Fresh evidence of the credit squeeze on business has emerged after figures showed lending tumbled by a record £14.7 billion between April and June.

The second quarter slump in lending to “non-financial corporations” is the biggest since the Bank of England’s data began in 1997 – with manufacturing, construction and services worst hit.

The figures are likely to fuel anger over banks holding back on loans to struggling firms despite being propped up by the taxpayer in many cases.

They will also raise doubts over the effectiveness of the Bank’s £125 billion quantitative easing programme to drag the economy out of recession.

Vicky Redwood, from Capital Economics, said: “With the recent bank results highlighting how bad debts are rising sharply, banks are likely just to sit on their cash.”

Bank lending is a politically-charged issue after commitments were extracted from institutions given state support last year. Chancellor Alistair Darling called in bank executives for “robust” Treasury talks last week. Barclays said yesterday it had lent £17 billion in the first half of this year – more than it expected – although many lenders have pulled out of the market since the credit crunch.

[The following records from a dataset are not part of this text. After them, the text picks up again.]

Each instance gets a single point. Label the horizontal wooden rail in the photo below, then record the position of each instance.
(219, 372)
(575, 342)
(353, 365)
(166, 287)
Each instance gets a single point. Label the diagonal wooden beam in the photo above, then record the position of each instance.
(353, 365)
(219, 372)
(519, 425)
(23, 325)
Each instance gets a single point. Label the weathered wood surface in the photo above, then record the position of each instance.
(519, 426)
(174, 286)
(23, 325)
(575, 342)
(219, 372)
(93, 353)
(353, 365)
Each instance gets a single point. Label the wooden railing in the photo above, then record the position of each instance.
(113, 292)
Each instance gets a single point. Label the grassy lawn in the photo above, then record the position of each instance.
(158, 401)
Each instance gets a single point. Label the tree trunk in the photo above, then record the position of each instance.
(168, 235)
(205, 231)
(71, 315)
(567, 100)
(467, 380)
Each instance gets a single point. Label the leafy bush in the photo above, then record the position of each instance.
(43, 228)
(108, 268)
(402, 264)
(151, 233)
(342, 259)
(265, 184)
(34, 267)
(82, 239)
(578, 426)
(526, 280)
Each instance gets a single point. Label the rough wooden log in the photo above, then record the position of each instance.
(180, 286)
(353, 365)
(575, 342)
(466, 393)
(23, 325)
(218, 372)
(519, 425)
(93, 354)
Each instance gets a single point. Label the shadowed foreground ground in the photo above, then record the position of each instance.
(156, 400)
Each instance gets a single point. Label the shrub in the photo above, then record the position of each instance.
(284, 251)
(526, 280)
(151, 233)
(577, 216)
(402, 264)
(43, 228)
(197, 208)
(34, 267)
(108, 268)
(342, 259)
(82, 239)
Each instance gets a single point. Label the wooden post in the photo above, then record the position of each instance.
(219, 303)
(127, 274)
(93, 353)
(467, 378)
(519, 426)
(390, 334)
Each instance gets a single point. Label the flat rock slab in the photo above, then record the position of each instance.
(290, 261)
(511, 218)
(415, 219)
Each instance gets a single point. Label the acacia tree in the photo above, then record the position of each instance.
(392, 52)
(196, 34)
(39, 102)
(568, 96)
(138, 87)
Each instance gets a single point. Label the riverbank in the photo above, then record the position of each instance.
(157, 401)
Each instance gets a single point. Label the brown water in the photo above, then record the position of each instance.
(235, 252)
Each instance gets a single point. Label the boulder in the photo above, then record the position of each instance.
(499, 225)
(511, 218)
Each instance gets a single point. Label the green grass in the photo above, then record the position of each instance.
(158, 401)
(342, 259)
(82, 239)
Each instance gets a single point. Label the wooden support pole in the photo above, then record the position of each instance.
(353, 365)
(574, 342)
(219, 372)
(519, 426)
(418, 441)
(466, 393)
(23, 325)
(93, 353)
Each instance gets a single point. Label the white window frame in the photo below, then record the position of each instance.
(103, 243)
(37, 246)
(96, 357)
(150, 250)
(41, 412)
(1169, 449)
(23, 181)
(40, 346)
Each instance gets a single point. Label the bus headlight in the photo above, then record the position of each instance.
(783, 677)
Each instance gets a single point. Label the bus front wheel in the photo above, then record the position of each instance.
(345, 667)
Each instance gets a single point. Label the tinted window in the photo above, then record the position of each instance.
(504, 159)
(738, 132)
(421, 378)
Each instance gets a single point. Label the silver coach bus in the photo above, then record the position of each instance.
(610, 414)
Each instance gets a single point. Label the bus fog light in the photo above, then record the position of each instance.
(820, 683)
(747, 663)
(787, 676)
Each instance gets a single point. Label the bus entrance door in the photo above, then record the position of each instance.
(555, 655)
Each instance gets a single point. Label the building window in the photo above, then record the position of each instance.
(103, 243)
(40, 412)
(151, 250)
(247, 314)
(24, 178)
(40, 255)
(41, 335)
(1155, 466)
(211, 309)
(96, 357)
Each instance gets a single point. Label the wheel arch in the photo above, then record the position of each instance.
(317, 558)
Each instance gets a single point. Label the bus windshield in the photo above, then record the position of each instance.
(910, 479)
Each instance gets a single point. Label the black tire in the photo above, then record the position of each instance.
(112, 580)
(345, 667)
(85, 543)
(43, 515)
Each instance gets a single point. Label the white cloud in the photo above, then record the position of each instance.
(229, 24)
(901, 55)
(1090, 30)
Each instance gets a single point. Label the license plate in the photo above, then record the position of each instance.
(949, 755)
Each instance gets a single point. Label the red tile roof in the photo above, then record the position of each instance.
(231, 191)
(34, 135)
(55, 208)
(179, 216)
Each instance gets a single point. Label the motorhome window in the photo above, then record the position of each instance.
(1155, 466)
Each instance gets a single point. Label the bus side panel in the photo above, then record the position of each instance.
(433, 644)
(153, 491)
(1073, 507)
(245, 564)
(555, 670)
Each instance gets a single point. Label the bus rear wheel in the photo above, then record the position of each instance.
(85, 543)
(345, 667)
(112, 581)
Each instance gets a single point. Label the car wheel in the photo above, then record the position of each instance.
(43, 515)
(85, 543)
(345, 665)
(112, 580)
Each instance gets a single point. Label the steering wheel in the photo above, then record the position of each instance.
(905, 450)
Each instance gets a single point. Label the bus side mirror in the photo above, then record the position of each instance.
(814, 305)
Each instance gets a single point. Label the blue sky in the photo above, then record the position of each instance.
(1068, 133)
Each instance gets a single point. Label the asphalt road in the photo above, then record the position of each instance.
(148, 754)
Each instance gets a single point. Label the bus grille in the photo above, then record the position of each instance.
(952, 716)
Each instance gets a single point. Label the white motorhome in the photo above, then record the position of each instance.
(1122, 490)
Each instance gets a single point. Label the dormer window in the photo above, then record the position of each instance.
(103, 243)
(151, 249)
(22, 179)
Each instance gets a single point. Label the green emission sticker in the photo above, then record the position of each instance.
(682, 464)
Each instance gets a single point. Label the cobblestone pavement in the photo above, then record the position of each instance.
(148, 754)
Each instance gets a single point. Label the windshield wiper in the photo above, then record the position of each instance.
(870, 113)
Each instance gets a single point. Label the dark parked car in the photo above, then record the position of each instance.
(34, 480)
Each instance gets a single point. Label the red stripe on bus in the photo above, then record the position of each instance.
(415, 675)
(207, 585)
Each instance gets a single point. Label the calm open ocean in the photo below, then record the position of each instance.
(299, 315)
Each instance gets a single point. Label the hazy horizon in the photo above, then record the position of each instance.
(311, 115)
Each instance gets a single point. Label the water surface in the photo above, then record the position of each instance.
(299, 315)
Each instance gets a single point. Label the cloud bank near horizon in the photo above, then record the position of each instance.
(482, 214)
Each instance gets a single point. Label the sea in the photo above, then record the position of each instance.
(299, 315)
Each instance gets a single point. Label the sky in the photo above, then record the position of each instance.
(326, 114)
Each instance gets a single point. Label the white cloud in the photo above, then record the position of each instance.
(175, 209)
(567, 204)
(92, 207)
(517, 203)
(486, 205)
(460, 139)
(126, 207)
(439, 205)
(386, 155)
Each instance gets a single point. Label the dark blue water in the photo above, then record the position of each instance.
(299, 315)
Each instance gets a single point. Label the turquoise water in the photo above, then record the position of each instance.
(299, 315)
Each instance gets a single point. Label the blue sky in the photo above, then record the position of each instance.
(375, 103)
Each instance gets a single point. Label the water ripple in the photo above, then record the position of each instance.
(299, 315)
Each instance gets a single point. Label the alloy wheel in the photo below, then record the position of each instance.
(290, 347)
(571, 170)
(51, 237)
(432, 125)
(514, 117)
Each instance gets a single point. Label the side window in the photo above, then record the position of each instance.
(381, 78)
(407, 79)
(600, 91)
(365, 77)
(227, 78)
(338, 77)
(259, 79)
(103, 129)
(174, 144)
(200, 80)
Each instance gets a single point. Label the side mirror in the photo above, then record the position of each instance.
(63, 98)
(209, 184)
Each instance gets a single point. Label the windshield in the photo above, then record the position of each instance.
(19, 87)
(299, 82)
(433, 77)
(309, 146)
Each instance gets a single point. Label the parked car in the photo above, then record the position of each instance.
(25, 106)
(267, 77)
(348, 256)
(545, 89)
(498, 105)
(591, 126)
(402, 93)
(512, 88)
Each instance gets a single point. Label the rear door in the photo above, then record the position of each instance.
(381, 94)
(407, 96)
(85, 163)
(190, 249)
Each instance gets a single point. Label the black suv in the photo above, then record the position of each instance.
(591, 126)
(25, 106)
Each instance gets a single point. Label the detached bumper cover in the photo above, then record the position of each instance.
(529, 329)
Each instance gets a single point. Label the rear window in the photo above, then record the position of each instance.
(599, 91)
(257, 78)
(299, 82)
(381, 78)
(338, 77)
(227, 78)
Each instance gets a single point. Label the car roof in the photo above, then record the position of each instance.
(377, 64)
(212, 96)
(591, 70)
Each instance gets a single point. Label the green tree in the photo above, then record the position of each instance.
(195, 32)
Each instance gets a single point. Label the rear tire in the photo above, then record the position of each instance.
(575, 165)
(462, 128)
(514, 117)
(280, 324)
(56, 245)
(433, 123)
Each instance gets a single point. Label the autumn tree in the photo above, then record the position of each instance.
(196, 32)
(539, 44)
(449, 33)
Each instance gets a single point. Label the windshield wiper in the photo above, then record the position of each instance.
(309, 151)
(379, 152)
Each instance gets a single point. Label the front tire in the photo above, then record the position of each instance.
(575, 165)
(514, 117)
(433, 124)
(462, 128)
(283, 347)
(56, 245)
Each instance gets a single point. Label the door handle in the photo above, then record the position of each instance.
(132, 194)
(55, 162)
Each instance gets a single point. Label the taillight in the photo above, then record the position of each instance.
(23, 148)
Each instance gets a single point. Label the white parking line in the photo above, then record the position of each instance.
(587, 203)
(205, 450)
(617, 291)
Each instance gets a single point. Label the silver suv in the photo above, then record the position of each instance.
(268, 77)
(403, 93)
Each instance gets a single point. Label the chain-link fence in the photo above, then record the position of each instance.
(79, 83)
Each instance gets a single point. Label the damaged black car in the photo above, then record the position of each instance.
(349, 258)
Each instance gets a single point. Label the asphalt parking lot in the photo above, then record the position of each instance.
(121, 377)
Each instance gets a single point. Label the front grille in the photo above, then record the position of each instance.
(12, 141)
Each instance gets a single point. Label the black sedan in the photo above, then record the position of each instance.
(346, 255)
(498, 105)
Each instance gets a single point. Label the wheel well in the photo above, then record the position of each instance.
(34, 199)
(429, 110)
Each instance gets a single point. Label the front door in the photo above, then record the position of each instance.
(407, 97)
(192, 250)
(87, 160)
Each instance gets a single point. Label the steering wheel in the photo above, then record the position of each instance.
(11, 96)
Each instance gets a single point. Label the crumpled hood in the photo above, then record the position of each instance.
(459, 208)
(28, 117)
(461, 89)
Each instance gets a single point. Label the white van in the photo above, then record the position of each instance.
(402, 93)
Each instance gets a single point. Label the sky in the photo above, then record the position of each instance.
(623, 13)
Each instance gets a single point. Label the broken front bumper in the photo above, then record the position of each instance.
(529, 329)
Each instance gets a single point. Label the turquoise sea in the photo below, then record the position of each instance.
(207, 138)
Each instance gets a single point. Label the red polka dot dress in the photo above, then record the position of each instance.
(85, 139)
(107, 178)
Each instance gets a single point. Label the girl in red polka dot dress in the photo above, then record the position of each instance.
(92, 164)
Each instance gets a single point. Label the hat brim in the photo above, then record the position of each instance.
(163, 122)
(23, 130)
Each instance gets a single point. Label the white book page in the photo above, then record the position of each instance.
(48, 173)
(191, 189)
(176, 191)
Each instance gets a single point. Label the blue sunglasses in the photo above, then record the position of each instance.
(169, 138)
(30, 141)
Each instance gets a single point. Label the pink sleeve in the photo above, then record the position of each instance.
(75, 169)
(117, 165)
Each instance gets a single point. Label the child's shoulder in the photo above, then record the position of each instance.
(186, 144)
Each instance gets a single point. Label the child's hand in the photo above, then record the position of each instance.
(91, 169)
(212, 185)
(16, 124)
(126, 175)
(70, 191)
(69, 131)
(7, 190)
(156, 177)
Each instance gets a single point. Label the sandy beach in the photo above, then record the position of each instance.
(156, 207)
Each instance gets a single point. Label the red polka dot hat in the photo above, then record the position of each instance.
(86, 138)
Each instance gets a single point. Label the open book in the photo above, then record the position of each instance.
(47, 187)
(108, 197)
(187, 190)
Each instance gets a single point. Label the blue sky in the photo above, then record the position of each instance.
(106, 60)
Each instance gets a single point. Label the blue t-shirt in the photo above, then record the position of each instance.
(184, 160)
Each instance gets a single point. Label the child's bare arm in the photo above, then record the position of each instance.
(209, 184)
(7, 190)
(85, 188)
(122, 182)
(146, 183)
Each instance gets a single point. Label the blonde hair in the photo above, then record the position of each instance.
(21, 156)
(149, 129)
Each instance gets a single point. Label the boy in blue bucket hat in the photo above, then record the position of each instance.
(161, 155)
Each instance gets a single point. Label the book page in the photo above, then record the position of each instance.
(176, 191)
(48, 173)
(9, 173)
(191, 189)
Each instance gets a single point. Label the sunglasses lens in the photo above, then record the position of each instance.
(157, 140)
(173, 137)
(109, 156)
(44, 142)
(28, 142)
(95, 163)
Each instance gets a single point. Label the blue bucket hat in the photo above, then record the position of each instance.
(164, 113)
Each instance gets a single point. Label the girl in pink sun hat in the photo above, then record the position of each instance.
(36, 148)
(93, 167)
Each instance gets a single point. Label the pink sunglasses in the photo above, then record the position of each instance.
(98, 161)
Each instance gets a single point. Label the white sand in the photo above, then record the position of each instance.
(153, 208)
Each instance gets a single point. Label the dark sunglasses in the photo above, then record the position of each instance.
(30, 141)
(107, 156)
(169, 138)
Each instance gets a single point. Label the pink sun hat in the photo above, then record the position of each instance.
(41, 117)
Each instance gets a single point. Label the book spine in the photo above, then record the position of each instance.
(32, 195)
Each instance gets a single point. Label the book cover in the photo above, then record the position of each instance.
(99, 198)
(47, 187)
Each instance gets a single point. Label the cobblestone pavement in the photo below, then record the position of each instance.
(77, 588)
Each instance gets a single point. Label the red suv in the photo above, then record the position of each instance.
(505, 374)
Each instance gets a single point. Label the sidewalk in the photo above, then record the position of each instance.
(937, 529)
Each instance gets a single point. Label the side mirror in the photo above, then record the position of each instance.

The Bank of England figures showed lending to manufacturers was down £4.5 billion on the quarter and almost ten per cent year-on-year – along with a £4.7 billion fall in loans to mortgage and housing credit firms compared with the first three months of the year. The figures follow estimates showing a worse-than-expected 0.8 per cent decline in the economy for the same period.

Unemployment also increased by a record 281,000 in the three months to May to 2.38 million and is likely to hit three million early next year.

Lending to the UK’s powerhouse services sector fell £9 billion and is down five per cent year-on-year. Construction was down £2.1 billion, showing an annual decline of 3.5 per cent, the figures showed.